Austrian politician (born 1962)

Doris Bures (born 3 August 1962) is an Austrian politician of the Social Democratic Party of Austria (SPÖ) who serves as Third President of the Austrian National Council. From 2014 to 2017, she was its President and from 2017 to 2024 its Second President. She served as Minister of Transport, Innovation and Technology from 2008 to 2014.

==Education and early career==
Bures attended elementary school and a commercial school. She became a federal secretary of the International Union of Socialist Youth in 1980 and worked in a project with unemployed young people between 1985 and 1986. Between 1988 and 1994 Bures was employed as secretary in a local social democratic organisation in Vienna and became general secretary of the Austrian tenant association in 1995. Afterwards Bures was Bundesgeschäftsführerin (executive director) of the SPÖ between 2000 and 2007 and also 2008.

==Political career==
=== Early beginnings ===
Bures started her political career as a district councillor in Wien-Liesing between 1987 and 1990. She has been deputy to the party leader in the district of Liesing since 1995 and was chairwoman of the SPÖ-women in Liesing between 2000 and 2006.

=== Career in national politics ===
Bures was a member of the National Council of Austria between 5 November 1990 and 15 January 2007, and between 3 July 2008 and 2 December 2008. She served as a minister without portfolio in the Gusenbauer cabinet between 11 January 2007 and 28 February 2007, and was Minister for Women, Media and Public Service. Since 2 December 2008 Bures has served as Minister of Transport, Innovation and Technology. In September 2014 she was elected President of the National Council.

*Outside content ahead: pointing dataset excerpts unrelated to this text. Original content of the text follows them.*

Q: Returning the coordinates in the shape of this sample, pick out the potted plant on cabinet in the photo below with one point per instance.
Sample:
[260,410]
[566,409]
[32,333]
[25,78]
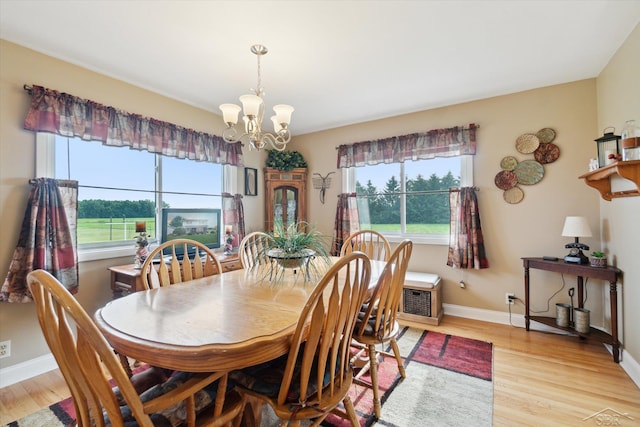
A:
[597,259]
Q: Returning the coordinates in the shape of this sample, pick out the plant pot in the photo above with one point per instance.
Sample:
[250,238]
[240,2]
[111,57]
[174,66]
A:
[287,260]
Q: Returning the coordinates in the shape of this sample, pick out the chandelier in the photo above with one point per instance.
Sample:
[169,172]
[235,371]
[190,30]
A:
[253,113]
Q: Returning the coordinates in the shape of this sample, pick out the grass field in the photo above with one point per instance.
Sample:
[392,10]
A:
[93,230]
[413,228]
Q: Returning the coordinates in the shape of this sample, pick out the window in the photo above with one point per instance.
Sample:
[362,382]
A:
[119,186]
[409,199]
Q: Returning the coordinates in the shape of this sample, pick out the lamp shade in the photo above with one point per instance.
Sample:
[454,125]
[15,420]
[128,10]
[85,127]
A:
[576,226]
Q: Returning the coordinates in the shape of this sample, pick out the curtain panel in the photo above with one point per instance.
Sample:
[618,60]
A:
[451,142]
[68,115]
[466,244]
[347,221]
[47,239]
[233,215]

On 8 July 2016, when Austrian President Heinz Fischer left office, the position of Acting President fell jointly to the three presidents of the National Council - Bures, Norbert Hofer, and Karlheinz Kopf. Alexander Van der Bellen was elected President on 4 December 2016, receiving support from 53.3% of voters and defeating Hofer. Hofer, Bures, and Kopf remained as joint acting President until Van der Bellen was sworn into office in January 2017.

In addition to her committee assignments, Bures has been a member of the Austrian delegation to the Parliamentary Assembly of the Council of Europe (PACE) since 2018, where she serves on the Committee on Political Affairs and Democracy.

==Other activities==
- Austrian Academy of Sciences, Chairwoman of the Senate (since 2014)
- Margaretha Lupac Foundation, Chairwoman of the Board of Trustees (since 2014)
- National Fund of the Republic of Austria for Victims of National Socialism, Chairwoman of the Board of Trustees (2014-2017)

== Controversy ==
In March 2018 an Austrian court found a hiring decision by her, as the Minister of Transport, to have been gender discrimination. She had selected a less-qualified female candidate for the ministry department manager job instead of the man who later filed the discrimination case. The man was awarded $390,000 as a compensation from the state.